Critic's choices: Television, Theater

March 12, 2000|By Chris Kaltenbach

Once again this year, cable's Turner Classic Movies is devoting its March schedule to Oscar-winning and Oscar-nominated films. Sometimes, that's not a good thing -- for God's sake, how many more times can you watch "Ben-Hur?"

But examine the schedule closely, and there are some unexpected gems to be found. This year, TCM's added a twist: each film is somehow related to the next, sharing a common actor, director or writer. Trying to figure out how the films are connected can become something of a parlor game, so give it a try.

Here are a few of this week's more noteworthy offerings:

* Judy Garland stars in director George Cukor's 1950 remake of "A Star Is Born" (7:30 a.m. Monday). It's one of the strongest performances of Garland's career. James Mason also shines as the hard-drinking, hard-falling Norman Maine.

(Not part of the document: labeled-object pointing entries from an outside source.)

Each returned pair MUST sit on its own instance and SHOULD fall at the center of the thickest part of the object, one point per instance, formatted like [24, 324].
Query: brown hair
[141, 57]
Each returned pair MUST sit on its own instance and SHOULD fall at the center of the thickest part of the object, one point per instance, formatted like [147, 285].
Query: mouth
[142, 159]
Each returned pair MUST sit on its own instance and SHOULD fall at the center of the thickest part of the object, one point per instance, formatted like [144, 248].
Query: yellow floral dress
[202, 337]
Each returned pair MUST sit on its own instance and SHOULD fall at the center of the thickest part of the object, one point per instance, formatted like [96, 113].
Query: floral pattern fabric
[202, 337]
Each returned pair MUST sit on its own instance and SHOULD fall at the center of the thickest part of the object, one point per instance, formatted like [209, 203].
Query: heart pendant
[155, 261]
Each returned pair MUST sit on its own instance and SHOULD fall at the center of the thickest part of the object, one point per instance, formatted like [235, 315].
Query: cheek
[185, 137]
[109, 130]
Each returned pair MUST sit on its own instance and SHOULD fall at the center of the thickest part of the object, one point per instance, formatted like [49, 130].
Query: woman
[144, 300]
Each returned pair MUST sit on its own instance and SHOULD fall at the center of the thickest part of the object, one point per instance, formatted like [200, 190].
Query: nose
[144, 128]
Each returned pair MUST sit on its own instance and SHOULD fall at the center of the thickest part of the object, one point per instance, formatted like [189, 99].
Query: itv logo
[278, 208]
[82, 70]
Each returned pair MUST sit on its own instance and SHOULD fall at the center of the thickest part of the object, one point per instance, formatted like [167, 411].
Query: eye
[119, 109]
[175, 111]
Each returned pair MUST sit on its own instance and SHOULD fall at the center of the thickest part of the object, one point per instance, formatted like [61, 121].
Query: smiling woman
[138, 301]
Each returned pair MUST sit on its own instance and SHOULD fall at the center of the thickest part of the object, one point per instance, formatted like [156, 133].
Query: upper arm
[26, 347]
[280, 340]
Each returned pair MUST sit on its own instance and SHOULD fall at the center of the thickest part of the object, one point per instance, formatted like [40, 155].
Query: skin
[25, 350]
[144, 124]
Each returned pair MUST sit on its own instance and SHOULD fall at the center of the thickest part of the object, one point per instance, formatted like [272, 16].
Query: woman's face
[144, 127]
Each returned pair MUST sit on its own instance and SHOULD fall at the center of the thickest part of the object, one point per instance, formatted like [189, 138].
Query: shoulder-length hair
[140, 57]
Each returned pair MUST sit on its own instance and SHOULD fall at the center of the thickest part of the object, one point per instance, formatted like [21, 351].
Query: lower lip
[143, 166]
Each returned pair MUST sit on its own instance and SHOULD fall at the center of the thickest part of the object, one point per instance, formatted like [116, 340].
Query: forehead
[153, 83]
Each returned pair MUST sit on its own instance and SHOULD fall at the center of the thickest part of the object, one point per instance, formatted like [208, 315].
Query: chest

* Fred Astaire, Ginger Rogers, Delores Del Rio and some notoriously over-the-top dance numbers make 1933's "Flying Down to Rio" (6 p.m. Tuesday) a must-see. Long-time Oscar fans are still cringing at the memory of Teri Garr parodying the infamous chorines-strapped-to-airplane-wings number to open the 1986 ceremonies.

* For a backstage look at show business life that's nearly on a par with the revered "All About Eve," don't miss Katherine Hepburn, Ginger Rogers, Lucille Ball and Eve Arden in 1937's "Stage Door" (11:15 a.m. Wednesday).

* Since Warren Beatty is getting a special Oscar nod this year, check out "Splendor in the Grass" (10 p.m. Thursday), director Elia Kazan's 1961 look at sexual repression and teen-age lust. Beatty, in his first movie role, stars alongside the luminous Natalie Wood, who was never better.

* John Garfield became a star with 1938's "Four Daughters" (4:30 p.m. Friday). He's the cynical, street-smart big-city refugee who adds some some necessary weight to this fluffy tale of four sisters all in love with the same boarder at their father's home.